Low interest environment
Should the global economy remain within a “lower for longer” inflation and interest rate environment, and as real assets themselves become increasingly well understood, there is room for yield compression in many of the underlying investments.
The five core real asset classes and investments within each underlying specific real asset class sector will each respond differently to varied economic environments.
Some are more tilted to the economic cycle than others, some are more correlated with inflation, while others specifically take on commodity and other risks.
The rationale for a diversified portfolio of real assets is to reduce the risks inherent in individual real asset and sub-real asset classes and provide a solution offering a consistent real asset return profile over time.
The real asset universe is broad and varied, but does share a number of common characteristics.
Firstly the universe is linked, to varying degrees, with the global growth cycle.
It is therefore more likely to post good returns in a positive economic environment.
Secondly, much of the universe offers inflation-linked cash flows and thus protection from rising inflation.
Thirdly these cash flows, whether delivered via a coupon or a dividend, provide an attractive level of income.
And finally, to date, the universe has seen much lower mainstream investor participation than the traditional asset classes which we believe provides a relative value opportunity.
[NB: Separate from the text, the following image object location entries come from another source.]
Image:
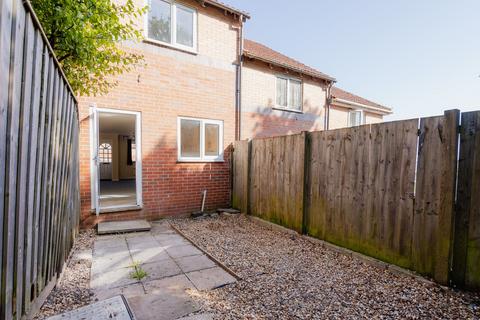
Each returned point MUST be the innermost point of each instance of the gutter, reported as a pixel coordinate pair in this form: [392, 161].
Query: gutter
[346, 103]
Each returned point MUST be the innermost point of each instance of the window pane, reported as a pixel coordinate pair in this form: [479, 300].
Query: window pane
[105, 153]
[355, 118]
[190, 138]
[184, 27]
[211, 139]
[159, 20]
[295, 95]
[282, 92]
[134, 152]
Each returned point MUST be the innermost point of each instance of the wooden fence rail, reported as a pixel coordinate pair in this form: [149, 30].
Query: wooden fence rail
[39, 182]
[387, 190]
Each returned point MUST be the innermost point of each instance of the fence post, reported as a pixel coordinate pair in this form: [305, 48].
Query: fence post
[466, 245]
[306, 180]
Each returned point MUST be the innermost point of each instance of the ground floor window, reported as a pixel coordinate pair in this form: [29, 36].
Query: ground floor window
[200, 139]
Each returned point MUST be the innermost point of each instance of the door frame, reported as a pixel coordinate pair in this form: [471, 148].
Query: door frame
[94, 172]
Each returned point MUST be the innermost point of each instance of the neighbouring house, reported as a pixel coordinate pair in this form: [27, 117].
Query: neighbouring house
[163, 135]
[283, 96]
[347, 109]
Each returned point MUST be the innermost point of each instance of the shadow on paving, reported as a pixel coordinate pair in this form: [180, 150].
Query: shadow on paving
[175, 270]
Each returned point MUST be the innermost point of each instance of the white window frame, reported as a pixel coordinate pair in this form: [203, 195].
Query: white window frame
[289, 108]
[203, 157]
[173, 27]
[362, 117]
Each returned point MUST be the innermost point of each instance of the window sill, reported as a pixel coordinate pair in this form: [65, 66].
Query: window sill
[287, 110]
[199, 161]
[171, 46]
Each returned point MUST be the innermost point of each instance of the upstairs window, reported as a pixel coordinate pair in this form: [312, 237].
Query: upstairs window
[171, 23]
[355, 118]
[200, 140]
[289, 93]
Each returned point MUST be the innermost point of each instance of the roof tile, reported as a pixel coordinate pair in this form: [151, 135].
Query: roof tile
[345, 95]
[259, 51]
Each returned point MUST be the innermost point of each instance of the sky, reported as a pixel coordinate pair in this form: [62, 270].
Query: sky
[419, 57]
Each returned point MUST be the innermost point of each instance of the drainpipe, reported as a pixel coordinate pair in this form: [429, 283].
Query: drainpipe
[238, 89]
[328, 101]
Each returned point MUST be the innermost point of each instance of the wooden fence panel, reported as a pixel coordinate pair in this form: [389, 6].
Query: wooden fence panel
[240, 175]
[361, 187]
[39, 183]
[435, 195]
[387, 190]
[390, 190]
[277, 179]
[466, 256]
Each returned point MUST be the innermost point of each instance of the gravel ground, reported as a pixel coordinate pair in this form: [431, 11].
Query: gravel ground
[73, 290]
[288, 277]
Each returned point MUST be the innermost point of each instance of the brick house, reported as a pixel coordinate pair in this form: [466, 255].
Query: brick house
[162, 137]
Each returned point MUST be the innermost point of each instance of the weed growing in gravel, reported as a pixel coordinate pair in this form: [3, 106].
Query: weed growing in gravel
[138, 273]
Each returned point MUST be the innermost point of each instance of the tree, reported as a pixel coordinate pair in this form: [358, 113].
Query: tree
[84, 35]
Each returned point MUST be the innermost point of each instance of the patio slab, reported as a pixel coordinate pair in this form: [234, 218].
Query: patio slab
[183, 251]
[195, 263]
[114, 308]
[173, 266]
[209, 279]
[107, 227]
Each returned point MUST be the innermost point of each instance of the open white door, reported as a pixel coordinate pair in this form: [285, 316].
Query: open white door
[95, 161]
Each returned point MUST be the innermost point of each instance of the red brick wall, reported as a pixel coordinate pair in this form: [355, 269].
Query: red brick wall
[171, 84]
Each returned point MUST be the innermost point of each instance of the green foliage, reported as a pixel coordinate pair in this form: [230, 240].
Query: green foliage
[138, 273]
[85, 34]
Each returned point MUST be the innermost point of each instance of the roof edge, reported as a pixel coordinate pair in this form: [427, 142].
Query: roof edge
[382, 110]
[286, 66]
[225, 7]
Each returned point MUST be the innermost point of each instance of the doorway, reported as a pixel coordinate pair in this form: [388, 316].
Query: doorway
[116, 160]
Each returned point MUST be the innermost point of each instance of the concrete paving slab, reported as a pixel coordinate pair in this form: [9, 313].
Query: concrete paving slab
[107, 227]
[149, 255]
[117, 260]
[162, 306]
[194, 263]
[202, 316]
[116, 242]
[183, 251]
[114, 308]
[82, 255]
[128, 291]
[165, 299]
[168, 285]
[141, 239]
[161, 227]
[103, 252]
[172, 241]
[208, 279]
[160, 269]
[144, 245]
[112, 278]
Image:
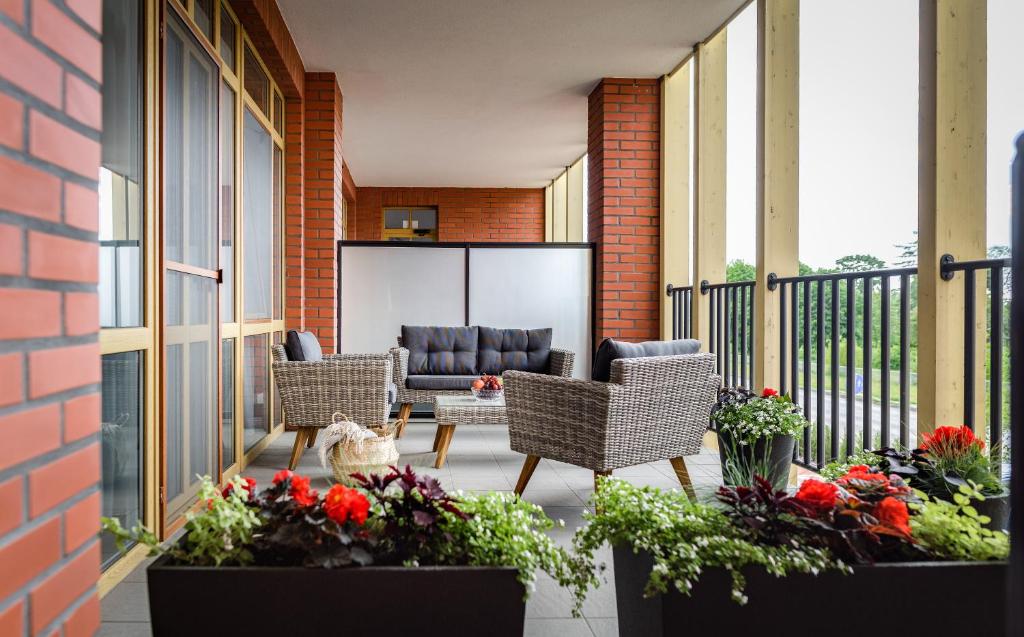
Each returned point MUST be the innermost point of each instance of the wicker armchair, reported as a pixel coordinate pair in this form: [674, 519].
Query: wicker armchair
[654, 409]
[312, 391]
[561, 366]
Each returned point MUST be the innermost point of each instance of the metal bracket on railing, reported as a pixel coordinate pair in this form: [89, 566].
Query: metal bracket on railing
[944, 272]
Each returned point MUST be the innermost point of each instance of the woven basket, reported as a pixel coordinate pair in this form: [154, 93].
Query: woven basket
[372, 455]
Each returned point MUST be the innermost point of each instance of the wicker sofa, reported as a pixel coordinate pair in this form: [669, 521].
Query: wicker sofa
[653, 409]
[311, 391]
[476, 345]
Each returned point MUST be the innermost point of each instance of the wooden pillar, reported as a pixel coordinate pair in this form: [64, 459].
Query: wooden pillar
[709, 224]
[777, 174]
[573, 202]
[675, 263]
[951, 201]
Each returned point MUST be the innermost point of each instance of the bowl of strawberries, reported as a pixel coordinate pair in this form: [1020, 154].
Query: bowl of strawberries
[487, 387]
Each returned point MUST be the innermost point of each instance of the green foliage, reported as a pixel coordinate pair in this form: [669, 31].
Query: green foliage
[502, 529]
[954, 529]
[219, 534]
[838, 468]
[684, 539]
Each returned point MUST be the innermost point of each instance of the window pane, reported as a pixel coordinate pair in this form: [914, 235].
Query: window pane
[227, 40]
[256, 383]
[257, 218]
[121, 434]
[189, 164]
[227, 401]
[227, 202]
[279, 215]
[204, 17]
[190, 391]
[257, 84]
[121, 169]
[424, 219]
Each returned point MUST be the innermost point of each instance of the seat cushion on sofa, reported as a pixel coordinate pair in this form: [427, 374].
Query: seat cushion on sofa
[302, 346]
[612, 350]
[438, 350]
[440, 382]
[523, 350]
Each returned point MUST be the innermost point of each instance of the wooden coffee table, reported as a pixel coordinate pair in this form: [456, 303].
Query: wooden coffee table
[453, 411]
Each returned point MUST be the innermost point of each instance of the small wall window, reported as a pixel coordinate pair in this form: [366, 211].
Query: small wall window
[410, 223]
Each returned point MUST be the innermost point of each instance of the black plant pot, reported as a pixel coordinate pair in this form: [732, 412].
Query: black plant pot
[777, 452]
[368, 600]
[926, 598]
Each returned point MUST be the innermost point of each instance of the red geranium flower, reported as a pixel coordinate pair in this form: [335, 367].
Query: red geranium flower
[300, 492]
[250, 487]
[892, 512]
[818, 496]
[342, 503]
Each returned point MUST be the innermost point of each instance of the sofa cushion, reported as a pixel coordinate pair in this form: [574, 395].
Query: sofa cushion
[302, 346]
[612, 350]
[424, 381]
[523, 350]
[440, 350]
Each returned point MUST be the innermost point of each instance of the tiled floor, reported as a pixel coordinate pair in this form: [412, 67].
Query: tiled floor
[479, 459]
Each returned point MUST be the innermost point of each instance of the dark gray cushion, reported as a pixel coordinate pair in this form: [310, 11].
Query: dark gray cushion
[439, 382]
[612, 350]
[440, 350]
[523, 350]
[302, 346]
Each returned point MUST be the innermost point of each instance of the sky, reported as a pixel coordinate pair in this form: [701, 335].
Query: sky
[858, 127]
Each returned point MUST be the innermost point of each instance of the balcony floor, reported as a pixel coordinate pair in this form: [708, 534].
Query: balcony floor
[479, 459]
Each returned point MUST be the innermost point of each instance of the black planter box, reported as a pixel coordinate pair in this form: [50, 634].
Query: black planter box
[368, 600]
[913, 598]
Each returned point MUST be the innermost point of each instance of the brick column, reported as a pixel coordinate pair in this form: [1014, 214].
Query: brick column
[323, 200]
[624, 205]
[49, 354]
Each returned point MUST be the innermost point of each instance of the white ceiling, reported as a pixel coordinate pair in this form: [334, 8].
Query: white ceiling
[483, 92]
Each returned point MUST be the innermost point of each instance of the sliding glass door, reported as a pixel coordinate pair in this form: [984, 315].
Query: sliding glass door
[192, 324]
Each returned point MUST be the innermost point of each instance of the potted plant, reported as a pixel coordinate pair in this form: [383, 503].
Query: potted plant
[948, 460]
[395, 555]
[683, 567]
[756, 434]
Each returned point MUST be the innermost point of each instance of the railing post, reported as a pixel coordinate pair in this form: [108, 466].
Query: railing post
[777, 174]
[675, 247]
[709, 225]
[951, 201]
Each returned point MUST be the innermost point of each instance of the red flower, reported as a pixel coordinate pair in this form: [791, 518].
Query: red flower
[300, 492]
[818, 496]
[948, 440]
[892, 512]
[250, 487]
[342, 503]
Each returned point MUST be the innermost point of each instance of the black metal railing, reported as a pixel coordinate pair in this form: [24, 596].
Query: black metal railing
[996, 297]
[730, 322]
[828, 331]
[682, 299]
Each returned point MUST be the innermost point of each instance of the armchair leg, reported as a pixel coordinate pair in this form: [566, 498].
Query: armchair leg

Underpinning each of the specific real asset opportunities there are a number of structural trends supporting long-term allocation of capital.
Infrastructure: Global demand for increased infrastructure spend, either through the broadening of China’s ‘One Belt One Road’ initiative or a large scale US led fiscal stimulus package aiming to boost economic growth.
Property: The shift to e-commerce provides opportunity within the logistics and retail warehousing sectors, while the demographic profile and limited government budgets provide a range of attractive investment opportunities in Healthcare, Social housing and Care Homes.
Commodity: The shifting energy mix to tackle climate change coupled with the geopolitical and multilateral agreements to reduce greenhouse gasses provides a fertile opportunity set to invest across renewable asset classes, while many ‘traditional’ natural resources, such as copper have compelling supply demand dynamics, while trading at attractive valuations.
Finally, the retrenchment of investment and corporate banks from traditional financing has created a rich opportunity set for many institutional investors to provide capital at attractive rates across the specialist lending and asset finance sectors.
In summary, the global interest rate policy environment enacted by central banks post the global financial crisis with associated low yields, accompanied by weak economic growth and benign inflation appear somewhat entrenched in developed economies.